Position de l’enseignante du cours ART 3317 Art and Gender à l’Université d’Ottawa: “I explained in a lesson over the major theories in feminist, gender and sexuality studies what queer theory is. I clarified that the term ‘Queer’ is an example of ‘subversive resignification,’ that is to say a word which was, first an insult, which has been reappropriated, emptied of its initial meaning and resignified as a powerful marker of identity. I gave two other examples of this subversive resignification: the word ‘cripple’ resignified by Crip theory and the ‘n-word’, resignified by the black community. […] “I am surprised at first because the person did not respect the ban on sharing with anyone outside the class the content of our class, thereby affecting the freedom of expression of the students in our class, some of which are abroad, in countries where it is very risky to talk about the subject of our course.” […] “This is the first time when I teach this course that the mention of this word provokes a reaction. I see that it is therefore a word that has become very sensitive again and that having known I would not have given it as an example. I then apologized to the whole class in case I could have hurt someone. I also took the opportunity to discuss this word in class and what should be done: talk about it to change things or censor it?”” (Verushka Lieutenant-Duval en entrevue avec le journal étudiant The Fulcrum, 2 octobre 2020)

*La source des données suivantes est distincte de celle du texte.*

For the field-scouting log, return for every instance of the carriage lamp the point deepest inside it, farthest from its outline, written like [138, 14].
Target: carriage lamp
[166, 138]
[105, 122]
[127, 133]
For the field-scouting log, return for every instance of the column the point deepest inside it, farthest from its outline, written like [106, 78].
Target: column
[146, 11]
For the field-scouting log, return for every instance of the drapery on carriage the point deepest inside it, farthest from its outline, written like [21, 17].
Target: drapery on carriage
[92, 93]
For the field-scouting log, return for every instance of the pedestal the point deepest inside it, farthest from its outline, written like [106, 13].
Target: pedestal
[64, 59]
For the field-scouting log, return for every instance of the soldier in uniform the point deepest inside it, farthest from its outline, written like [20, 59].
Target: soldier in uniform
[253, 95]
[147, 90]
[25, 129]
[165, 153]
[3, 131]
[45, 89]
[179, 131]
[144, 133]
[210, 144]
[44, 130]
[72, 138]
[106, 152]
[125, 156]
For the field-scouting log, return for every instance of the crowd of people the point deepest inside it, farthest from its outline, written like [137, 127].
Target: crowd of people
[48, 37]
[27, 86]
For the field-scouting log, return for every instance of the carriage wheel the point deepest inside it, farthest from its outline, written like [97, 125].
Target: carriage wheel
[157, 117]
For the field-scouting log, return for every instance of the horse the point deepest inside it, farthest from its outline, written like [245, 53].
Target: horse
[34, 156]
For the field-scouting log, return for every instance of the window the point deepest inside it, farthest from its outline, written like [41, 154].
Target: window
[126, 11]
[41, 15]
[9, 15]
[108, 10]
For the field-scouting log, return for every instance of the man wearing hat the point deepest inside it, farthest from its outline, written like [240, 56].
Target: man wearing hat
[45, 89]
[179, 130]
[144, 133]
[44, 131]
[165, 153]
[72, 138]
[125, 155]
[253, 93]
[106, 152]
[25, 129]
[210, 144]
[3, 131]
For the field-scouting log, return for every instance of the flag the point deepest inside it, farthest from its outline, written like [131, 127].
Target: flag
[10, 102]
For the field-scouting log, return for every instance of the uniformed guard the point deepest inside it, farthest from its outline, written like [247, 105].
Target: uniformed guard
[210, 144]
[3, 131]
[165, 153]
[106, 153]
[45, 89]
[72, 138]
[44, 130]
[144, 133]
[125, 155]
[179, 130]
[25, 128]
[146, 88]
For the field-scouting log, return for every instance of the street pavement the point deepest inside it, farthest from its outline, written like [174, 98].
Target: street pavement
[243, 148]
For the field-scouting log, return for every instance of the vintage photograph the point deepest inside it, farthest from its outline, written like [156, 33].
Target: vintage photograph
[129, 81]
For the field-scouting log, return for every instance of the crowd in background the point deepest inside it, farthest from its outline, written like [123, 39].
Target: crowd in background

Position d’une personne étudiante inscrite à ce cours: “The way she handled it, I didn’t really feel like she took the time to educate herself about why it was wrong. She kind of opened it up as a discussion and made it seem like it’s something that can be debated. She asked ‘What do you guys think? Should we be allowed to use this word in our discussions?’ “There were people, myself included in the Zoom chat function, giving their take on it, and the majority were saying that ‘No you shouldn’t be saying that, it’s not acceptable, and it’s not a discussion open for anybody, it’s a decision for people of colour.’” (personne étudiante ayant requis l’anonymat, en entrevue avec le journal étudiant The Fulcrum, 2 octobre 2020)
Position de l’Université d’Ottawa: “Thank you for bringing this to our attention. The language used is offensive and completely unacceptable in our classrooms and on our campus. The faculty is looking into the matter to gain a full understanding of what occurred in this class. At uOttawa everyone has the right to an environment free of discrimination and harassment and to be treated with dignity and respect.” (Compte Twitter de l’Université d’Ottawa, 2 octobre 2020)
“Verushka Lieutenant-Duval a été suspendue le 23 septembre à la suite d’une plainte déposée par une étudiante. […] La professeure Lieutenant-Duval a aussitôt été suspendue par la direction de l’Université d’Ottawa qui a ensuite donné l’option aux étudiants de changer de professeur pour la suite du cours. […] La professeure Lieutenant-Duval […] devrait pouvoir présenter à nouveau d’autres cours à compter de vendredi. L’Université d’Ottawa n’a pas voulu commenter jeudi.” (Radio-Canada, 15 octobre 2020)
Position du doyen de la Faculté des arts: « Ce langage était offensant et totalement inacceptable dans nos salles de classe et sur notre campus » (Kevin Kee, doyen de la faculté des arts, dans un courriel aux étudiantes et étudiants).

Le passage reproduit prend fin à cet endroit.